Cousin / friend gift · engraved coin or small spoon
Standard dadi-nani gift · rattle or baby spoon set
Maternal grandparents · Bal Gopal idol or kalash
Heirloom commission · numbered idol or full puja set
The expectant mother is bathed in haldi-water, dressed in pink or red, and her hair is plaited with fresh flowers by the mother-in-law.
Place the silver kalash, idol, and rattle on a red-cloth chowki. Light a single diya. The gifts wait here until the lap-filling.
Seven married women (the saubhagyavati) place coconut, fruit, sweets, rice, and silver into the mother's lap in turn. The silver is the last to enter.
Saree-blessing from the elders, gift exchange, and the family feast. The silver pieces are set aside for the baby — wrapped, labelled, kept.
All baby pieces are BIS-hallmarked 925 or 999 silver — no lead, no nickel, no cadmium. Spoons and bowls are polished food-grade. Rattles have pressure-fitted bells (never glued) and rounded edges checked twice in QC.
Wash with mild soap and lukewarm water after each use. Pat dry immediately. Avoid the dishwasher. For tarnish, wipe with a damp microfibre cloth dipped in a baking-soda paste, then rinse and dry.
Wrap each piece in acid-free tissue inside an airtight pouch. Silica gel sachets help in NCR's humid monsoon months. Avoid newspaper — the ink accelerates tarnish.
The five canonical silver gifts for godh bharai are a silver rattle (jhunjhuna), a Bal Gopal or Laddu Gopal idol, a baby spoon-and-bowl set, a silver kalash filled with sweets or dry fruits, and a silver coin engraved with the family name. Most families gift two pieces — one ritual (kalash, idol) and one keepsake (rattle, spoon).
Silver is the auspicious metal for childbirth in Hindu tradition. It is believed to ward off the evil eye, regulate body temperature in infants, and carry Lakshmi's blessing of prosperity. Pure silver also has natural antimicrobial properties — which is why silver baby spoons and rattles have been used in Indian households for centuries.
Yes — provided it is solid silver (no hollow chambers with loose parts), BIS-hallmarked, and finished without sharp edges. Our 925 silver rattles are food-grade, weighted to be easy for tiny hands to grip, and tested to BIS IS 2118 fineness standards. The bells are pressure-fitted, not glued.
Godh bharai is celebrated in the seventh or eighth month of pregnancy. Some families hold it in the odd month (5th or 7th); Bengali shaad happens in the ninth month. In Maharashtra and Gujarat the equivalent is dohale jevan; in Tamil tradition, valaikappu. The silver gift tradition is shared across all four regional variations.

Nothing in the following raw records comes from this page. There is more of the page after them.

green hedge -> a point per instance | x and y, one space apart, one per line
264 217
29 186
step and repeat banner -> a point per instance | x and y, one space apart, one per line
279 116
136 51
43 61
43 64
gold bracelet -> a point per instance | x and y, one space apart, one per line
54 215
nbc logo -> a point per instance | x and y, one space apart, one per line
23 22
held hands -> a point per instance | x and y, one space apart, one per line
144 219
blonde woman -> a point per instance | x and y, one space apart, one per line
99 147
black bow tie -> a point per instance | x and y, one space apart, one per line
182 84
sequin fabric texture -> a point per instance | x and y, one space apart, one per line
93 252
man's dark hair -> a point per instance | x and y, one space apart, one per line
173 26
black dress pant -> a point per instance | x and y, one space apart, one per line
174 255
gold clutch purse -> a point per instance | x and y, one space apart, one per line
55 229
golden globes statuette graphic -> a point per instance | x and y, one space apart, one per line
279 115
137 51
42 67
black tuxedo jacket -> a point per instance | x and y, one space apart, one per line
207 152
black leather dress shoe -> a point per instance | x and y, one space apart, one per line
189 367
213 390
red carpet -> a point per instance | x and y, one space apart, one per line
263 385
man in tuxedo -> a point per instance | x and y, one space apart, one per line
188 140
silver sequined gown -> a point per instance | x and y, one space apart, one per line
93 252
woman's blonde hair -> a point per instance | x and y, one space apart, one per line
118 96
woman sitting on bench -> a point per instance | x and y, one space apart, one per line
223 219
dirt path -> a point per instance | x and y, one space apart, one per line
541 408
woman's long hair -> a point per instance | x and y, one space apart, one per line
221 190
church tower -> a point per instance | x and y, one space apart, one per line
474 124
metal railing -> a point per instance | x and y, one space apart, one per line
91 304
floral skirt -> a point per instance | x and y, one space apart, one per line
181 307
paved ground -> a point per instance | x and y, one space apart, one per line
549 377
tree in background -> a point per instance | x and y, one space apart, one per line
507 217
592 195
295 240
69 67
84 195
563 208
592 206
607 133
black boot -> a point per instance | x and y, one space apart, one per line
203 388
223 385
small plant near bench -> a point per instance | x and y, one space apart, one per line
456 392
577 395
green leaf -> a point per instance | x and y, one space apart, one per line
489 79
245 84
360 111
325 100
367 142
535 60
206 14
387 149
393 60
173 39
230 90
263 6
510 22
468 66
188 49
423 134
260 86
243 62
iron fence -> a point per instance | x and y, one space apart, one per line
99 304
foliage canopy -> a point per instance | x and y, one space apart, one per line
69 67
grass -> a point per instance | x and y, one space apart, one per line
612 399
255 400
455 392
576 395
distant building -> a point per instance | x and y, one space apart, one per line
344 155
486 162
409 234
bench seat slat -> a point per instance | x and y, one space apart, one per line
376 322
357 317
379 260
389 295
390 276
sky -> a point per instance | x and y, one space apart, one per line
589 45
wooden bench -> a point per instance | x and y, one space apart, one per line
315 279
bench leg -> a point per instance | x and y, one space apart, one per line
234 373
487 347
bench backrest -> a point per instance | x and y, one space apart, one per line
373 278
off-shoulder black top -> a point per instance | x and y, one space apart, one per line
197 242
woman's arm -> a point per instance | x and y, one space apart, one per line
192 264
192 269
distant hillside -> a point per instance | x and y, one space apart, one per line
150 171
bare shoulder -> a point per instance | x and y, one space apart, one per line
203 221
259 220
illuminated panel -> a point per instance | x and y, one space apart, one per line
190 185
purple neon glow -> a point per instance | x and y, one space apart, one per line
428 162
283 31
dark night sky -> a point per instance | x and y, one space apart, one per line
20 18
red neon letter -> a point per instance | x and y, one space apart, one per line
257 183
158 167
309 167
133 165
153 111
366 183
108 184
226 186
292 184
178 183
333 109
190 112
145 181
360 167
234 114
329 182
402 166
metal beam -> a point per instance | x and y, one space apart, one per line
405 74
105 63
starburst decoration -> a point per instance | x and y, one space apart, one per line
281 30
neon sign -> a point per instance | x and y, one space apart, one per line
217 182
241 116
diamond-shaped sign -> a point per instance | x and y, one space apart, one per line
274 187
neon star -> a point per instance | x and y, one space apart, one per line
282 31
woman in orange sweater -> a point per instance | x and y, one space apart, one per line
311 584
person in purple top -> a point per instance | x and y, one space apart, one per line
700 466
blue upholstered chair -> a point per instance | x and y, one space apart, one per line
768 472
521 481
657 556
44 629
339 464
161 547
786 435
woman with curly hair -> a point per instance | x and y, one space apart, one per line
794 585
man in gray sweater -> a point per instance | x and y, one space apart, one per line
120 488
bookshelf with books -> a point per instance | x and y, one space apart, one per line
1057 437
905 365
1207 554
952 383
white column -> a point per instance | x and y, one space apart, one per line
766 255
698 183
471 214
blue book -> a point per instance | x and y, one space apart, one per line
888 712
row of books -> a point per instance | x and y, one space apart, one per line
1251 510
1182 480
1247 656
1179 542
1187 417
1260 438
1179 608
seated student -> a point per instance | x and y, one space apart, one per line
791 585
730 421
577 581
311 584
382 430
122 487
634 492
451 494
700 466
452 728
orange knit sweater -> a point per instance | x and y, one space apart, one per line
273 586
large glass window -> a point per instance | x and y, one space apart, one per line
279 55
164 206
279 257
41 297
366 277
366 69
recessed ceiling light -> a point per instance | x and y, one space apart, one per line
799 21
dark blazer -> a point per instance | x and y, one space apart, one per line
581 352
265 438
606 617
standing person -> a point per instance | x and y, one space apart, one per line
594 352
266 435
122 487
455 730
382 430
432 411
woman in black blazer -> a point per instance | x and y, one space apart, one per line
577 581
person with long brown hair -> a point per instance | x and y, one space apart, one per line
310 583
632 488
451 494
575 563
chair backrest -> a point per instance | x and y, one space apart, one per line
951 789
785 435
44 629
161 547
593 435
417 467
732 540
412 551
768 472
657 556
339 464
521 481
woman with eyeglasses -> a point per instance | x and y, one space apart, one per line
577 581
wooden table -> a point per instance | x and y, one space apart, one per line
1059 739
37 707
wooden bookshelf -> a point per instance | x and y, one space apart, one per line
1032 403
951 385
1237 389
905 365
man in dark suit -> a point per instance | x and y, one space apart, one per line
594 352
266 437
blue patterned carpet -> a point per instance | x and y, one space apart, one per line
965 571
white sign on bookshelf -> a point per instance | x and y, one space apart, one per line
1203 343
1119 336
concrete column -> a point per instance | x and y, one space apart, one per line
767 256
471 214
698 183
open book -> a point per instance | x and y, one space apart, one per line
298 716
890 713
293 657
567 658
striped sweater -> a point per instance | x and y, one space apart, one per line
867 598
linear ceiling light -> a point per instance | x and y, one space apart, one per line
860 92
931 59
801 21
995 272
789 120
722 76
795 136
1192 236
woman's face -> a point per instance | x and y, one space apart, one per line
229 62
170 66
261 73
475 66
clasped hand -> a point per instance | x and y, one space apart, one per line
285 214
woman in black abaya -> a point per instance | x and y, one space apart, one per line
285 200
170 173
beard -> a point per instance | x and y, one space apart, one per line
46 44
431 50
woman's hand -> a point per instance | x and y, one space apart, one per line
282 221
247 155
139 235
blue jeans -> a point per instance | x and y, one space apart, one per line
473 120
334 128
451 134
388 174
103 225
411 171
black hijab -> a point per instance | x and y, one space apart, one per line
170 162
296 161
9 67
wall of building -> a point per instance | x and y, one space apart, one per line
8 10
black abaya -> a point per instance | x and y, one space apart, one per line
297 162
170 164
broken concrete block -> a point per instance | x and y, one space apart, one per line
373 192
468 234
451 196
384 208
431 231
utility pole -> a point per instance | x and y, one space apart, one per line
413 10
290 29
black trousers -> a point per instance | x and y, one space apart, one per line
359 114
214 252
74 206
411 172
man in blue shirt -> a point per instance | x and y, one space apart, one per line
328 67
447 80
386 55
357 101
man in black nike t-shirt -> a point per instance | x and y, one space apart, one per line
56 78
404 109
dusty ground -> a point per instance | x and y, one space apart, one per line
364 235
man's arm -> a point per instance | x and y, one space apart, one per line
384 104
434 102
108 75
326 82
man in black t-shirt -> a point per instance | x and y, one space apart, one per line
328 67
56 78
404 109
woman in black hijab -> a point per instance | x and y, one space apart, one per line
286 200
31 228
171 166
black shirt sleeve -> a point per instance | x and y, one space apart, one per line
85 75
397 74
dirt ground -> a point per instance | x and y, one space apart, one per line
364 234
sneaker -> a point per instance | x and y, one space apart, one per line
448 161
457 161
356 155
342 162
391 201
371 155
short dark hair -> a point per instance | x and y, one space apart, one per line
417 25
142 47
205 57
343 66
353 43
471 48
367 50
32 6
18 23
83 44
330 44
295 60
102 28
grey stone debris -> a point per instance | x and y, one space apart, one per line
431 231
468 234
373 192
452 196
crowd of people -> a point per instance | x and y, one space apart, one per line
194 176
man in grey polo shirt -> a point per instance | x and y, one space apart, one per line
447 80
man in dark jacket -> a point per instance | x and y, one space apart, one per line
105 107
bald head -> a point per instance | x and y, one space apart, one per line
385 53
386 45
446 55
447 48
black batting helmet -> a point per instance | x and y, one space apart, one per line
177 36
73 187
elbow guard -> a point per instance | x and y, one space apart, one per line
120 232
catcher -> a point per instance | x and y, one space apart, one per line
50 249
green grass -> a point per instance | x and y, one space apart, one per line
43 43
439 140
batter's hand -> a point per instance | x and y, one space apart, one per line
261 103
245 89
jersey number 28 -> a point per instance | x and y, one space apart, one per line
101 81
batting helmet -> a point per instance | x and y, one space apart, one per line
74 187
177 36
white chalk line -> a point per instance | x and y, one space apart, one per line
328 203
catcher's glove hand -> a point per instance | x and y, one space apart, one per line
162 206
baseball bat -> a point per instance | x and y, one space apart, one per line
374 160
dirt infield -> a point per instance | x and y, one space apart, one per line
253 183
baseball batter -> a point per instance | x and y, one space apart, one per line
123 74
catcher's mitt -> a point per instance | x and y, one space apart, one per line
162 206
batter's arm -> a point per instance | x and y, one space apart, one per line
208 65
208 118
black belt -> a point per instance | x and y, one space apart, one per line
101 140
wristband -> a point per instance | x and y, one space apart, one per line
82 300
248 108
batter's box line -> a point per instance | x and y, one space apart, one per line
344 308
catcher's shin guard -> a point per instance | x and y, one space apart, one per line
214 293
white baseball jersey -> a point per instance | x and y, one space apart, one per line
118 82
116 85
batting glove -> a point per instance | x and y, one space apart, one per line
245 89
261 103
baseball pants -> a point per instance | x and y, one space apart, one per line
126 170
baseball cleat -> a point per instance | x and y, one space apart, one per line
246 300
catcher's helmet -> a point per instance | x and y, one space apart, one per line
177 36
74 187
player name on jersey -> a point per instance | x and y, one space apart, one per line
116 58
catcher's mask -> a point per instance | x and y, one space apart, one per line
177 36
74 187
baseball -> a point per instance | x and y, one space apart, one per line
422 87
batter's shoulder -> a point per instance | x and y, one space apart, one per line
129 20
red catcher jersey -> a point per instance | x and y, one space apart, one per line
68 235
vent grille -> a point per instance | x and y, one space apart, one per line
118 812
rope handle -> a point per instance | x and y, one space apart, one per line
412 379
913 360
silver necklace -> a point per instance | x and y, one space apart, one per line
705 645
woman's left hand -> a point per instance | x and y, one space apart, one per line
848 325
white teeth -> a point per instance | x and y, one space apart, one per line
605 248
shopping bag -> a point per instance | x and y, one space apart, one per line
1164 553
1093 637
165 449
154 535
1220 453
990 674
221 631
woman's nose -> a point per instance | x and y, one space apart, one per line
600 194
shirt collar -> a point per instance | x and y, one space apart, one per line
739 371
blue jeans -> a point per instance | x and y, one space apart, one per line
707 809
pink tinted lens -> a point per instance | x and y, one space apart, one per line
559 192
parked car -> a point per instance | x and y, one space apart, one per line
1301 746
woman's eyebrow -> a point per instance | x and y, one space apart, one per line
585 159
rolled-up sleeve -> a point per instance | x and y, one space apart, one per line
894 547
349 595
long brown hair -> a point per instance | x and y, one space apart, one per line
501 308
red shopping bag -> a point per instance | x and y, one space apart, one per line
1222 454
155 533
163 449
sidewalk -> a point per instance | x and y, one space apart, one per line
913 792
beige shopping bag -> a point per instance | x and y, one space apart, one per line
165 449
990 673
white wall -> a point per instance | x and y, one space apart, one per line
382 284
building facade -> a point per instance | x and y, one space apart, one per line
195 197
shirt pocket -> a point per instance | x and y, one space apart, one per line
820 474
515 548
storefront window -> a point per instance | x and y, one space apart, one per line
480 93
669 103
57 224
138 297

A 20g or 50g silver coin is the standard godh bharai gift weight. 20g (₹2,400) suits cousins and close friends; 50g (₹5,800) is the dadi-nani weight, often engraved with the baby's expected initials or birth nakshatra. For naming ceremonies that follow, families often gift a second 10g coin.
Yes. Hand-engraved baby name (in English or Devanagari), date of birth, or the family monogram is included from ₹3,200 onward. For the silver rattle and the Bal Gopal idol, we engrave on the base. Digital proof is shared before the engraver starts. Allow 3 additional days for engraving.